Samarinda (ANTARA) - Polresta Samarinda menggelar konferensi pers terkait kasus pencabulan seorang pelaku berinisial SY (72) yang mencabuli cucu sendiri berusia 17 tahun, di mana pelaku dijerat pasal berlapis tentang perlindungan anak dan pasal kekerasan seksual, dengan ancaman hukuman paling lama 15 tahun ditambah 20 tahun.
“Pelaku sudah kami amankan sejak Sabtu (18/2) lalu dan setelah olah Tempat Kejadian Perkara (TKP), maka pelaku kami jerat pasal pasal 76 D dan E UU RI No 25 Tahun 2014 Tentang Perubahan atas UU RI No 23 Tahun 2002 Tentang Perlindungan anak dan UU No 12 Tahun 2022 Tentang Kekerasan Seksual,” beber Wakapolresta Samarinda AKBP Eko Budiarto di Mapolsek Sungai Pinang Samarinda, Senin.

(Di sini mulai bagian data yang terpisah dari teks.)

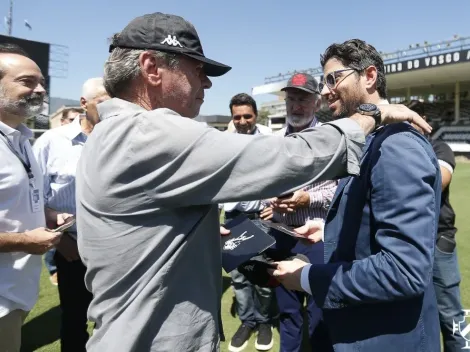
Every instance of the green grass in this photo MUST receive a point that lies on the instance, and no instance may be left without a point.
(41, 329)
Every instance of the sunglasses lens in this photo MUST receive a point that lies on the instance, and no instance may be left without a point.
(330, 80)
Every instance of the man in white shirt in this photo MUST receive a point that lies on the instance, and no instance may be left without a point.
(253, 303)
(57, 152)
(23, 237)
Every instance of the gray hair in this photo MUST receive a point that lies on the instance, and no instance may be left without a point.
(122, 68)
(93, 88)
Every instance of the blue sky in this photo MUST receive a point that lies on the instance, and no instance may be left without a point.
(258, 38)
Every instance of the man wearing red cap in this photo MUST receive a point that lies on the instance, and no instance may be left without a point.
(150, 179)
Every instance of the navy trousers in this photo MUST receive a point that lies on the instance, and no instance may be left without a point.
(290, 303)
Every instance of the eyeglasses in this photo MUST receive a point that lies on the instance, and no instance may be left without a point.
(330, 79)
(245, 116)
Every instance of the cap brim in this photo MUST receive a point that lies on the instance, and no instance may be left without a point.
(301, 88)
(211, 67)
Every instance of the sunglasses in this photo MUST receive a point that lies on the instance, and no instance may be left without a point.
(246, 117)
(331, 81)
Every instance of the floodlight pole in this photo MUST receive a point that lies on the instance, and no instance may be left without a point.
(10, 19)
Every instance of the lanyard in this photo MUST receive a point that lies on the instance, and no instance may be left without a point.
(26, 164)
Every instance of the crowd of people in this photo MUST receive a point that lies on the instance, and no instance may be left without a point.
(367, 195)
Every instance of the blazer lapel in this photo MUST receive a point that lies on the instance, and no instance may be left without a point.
(344, 181)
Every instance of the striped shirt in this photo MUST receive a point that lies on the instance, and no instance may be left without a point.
(321, 194)
(57, 152)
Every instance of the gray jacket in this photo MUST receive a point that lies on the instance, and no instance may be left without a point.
(148, 185)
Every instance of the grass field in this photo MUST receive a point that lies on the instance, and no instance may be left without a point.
(41, 329)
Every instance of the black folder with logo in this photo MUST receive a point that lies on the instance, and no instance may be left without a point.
(245, 241)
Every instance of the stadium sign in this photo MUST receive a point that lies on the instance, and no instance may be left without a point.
(454, 57)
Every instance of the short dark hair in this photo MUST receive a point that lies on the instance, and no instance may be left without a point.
(416, 106)
(357, 54)
(243, 99)
(8, 48)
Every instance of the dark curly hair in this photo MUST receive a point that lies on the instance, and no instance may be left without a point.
(357, 54)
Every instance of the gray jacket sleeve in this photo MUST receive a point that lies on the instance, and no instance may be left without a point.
(187, 163)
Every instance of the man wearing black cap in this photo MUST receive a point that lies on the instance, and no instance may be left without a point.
(311, 202)
(150, 179)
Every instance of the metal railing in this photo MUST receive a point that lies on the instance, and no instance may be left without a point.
(414, 51)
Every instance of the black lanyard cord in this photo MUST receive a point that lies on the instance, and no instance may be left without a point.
(26, 164)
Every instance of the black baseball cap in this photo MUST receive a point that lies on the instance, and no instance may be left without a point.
(167, 33)
(255, 270)
(303, 81)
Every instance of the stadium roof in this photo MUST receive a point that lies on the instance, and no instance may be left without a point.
(422, 67)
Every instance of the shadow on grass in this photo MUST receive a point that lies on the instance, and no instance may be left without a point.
(41, 330)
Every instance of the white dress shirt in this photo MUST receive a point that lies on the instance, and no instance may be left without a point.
(19, 272)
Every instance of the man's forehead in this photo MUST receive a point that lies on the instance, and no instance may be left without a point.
(293, 92)
(332, 64)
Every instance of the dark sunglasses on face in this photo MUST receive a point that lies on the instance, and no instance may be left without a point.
(330, 79)
(245, 116)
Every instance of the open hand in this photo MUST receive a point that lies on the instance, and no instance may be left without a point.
(288, 273)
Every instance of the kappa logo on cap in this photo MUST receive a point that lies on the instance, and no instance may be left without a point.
(299, 80)
(171, 41)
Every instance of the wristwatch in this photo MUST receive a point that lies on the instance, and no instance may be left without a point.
(371, 110)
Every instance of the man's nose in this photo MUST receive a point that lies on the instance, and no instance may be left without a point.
(39, 89)
(206, 82)
(325, 91)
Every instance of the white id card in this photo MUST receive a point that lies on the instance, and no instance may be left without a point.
(35, 199)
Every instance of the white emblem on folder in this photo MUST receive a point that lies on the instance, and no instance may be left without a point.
(230, 245)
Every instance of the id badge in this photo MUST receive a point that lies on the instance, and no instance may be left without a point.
(35, 199)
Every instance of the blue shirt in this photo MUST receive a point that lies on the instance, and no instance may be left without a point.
(57, 152)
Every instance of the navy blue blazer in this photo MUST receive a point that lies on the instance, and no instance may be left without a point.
(376, 287)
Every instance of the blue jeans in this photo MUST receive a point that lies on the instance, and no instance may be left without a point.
(446, 278)
(254, 303)
(50, 262)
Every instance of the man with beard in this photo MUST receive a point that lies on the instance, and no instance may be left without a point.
(253, 303)
(311, 202)
(150, 179)
(375, 287)
(23, 237)
(57, 152)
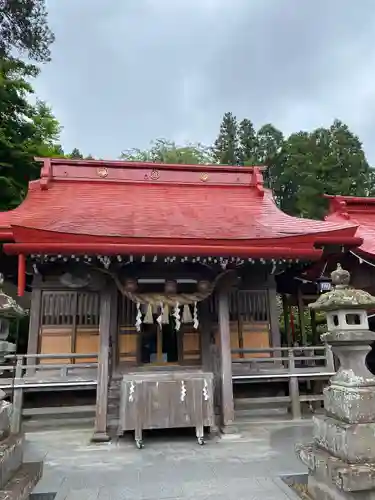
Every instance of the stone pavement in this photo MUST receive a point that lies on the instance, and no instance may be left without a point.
(169, 467)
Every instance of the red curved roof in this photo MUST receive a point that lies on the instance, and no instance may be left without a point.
(359, 211)
(96, 202)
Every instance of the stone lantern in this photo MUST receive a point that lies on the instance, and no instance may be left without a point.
(341, 459)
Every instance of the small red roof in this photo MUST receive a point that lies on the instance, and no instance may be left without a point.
(93, 202)
(359, 211)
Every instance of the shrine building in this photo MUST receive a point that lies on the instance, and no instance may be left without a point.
(164, 274)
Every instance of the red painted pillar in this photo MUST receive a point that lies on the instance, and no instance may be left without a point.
(21, 274)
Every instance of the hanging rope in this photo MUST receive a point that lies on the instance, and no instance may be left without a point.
(170, 300)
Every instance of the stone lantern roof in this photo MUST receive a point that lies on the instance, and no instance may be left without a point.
(8, 306)
(343, 296)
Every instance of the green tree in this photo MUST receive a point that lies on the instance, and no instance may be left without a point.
(322, 161)
(164, 151)
(226, 147)
(26, 131)
(269, 142)
(247, 143)
(24, 29)
(76, 154)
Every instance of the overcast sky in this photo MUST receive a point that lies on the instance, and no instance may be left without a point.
(124, 72)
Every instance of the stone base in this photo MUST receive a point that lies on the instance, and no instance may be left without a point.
(333, 479)
(353, 443)
(11, 454)
(100, 437)
(322, 491)
(353, 405)
(229, 429)
(23, 482)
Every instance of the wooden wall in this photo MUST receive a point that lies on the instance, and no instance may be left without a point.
(249, 316)
(69, 323)
(129, 340)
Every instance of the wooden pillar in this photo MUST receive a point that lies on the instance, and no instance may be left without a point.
(34, 327)
(294, 387)
(205, 332)
(273, 312)
(286, 321)
(314, 331)
(21, 275)
(227, 404)
(100, 433)
(301, 316)
(114, 330)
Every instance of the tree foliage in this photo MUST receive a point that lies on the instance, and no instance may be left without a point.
(164, 151)
(226, 147)
(24, 29)
(26, 131)
(301, 167)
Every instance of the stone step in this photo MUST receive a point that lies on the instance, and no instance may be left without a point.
(11, 454)
(23, 482)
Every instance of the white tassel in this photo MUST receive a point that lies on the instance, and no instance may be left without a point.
(138, 321)
(176, 315)
(195, 317)
(159, 319)
(186, 314)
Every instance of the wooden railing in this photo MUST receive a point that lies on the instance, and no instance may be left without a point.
(291, 364)
(20, 368)
(282, 360)
(19, 375)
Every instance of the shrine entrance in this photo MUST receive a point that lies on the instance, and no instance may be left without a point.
(156, 343)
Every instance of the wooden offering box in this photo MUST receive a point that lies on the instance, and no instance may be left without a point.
(165, 400)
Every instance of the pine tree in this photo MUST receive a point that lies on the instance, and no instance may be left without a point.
(76, 154)
(247, 143)
(226, 147)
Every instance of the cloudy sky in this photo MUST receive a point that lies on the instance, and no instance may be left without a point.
(124, 72)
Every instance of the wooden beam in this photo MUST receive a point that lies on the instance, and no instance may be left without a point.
(100, 433)
(227, 404)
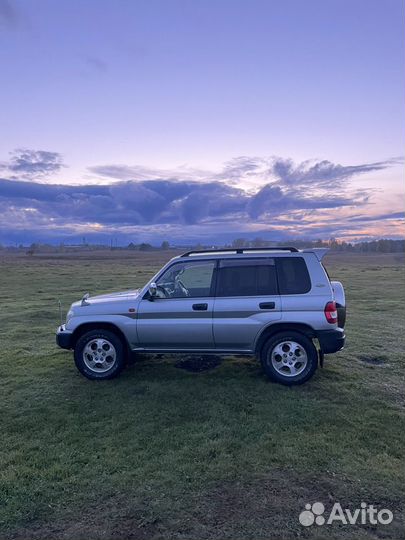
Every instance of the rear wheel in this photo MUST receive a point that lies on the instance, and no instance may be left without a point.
(289, 358)
(99, 354)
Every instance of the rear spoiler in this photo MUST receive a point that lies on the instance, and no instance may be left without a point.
(319, 252)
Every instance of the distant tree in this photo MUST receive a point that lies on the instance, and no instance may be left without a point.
(165, 245)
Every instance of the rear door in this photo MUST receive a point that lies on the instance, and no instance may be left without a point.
(246, 300)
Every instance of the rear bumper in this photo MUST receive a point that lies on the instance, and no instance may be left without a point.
(331, 341)
(64, 338)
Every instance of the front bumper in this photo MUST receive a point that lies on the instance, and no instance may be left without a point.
(331, 341)
(64, 338)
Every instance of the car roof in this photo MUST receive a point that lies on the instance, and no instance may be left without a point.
(244, 253)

Ia menerangkan kronologi kejadian, awal pelaku menjalankan aksinya dimulai sejak Agustus 2022, dilakukan setiap hari Sabtu dan Minggu, di mana tindakan tersebut dilakukan di sebuah pondok kebun milik SY di Jalan Belimau Lempake, dengan korban adalah cucu sendiri yang merupakan anak penyandang disabilitas.
Lanjutnya, pada bulan yang sama, SY mencabuli cucunya sebanyak tiga kali setiap malam minggu, dengan kondisi korban masih bersekolah, dan setiap malam minggu SY selalu mengajak cucunya ke kebun.
“Ada pun motif pelaku melakukan tindakan pencabulan tiada lain memenuhi nafsu birahi yang ingin disalurkan sang kakek sepeninggal istrinya, dengan menyalurkan syahwatnya kepada sang cucu,” ungkap Eko.
Dikemukakannya, korban memang tidak melakukan perlawanan dikarenakan kondisinya yang disabilitas dan memang perlu penanganan khusus, sehingga hanya dengan iming-iming uang Rp20 ribu, korban lantas mau menuruti kemauan pelaku.
Terus dikatakannya, aksi tidak beradab SY tersebut lantas diketahui oleh orang tua si korban yang heran melihat perubahan fisik pada anaknya, dengan kecurigaan tersebut, orang tua korban pun melaporkan pelaku ke Kantor Polsek Sungai Pinang Kecamatan Samarinda Utara.
“Akibat perbuatan asusila sang kakek, kini korban sudah berbadan dua dengan usia kehamilan tujuh bulan dan terpaksa berhenti dari sekolahnya di SLDB atau setingkat Sekolah Menengah Atas (SMA),” tutur Eko.
Sementara itu, berdasarkan pengakuan SY, korban setiap malam minggu kerap diajak ke pondokan kebun miliknya, awalnya jam 04.00 WITA dia tertidur, setelah terbangun minta dibuatkan mie dan minta tidur di kamar SY.
“Saya sebenarnya tak tega melakukan itu, saya sudah sering mengatakan ke dia buat pergi saja tapi tak juga di gubris,” cerita SY yang sudah memiliki enam anak, sembilan cucu dan satu cicit.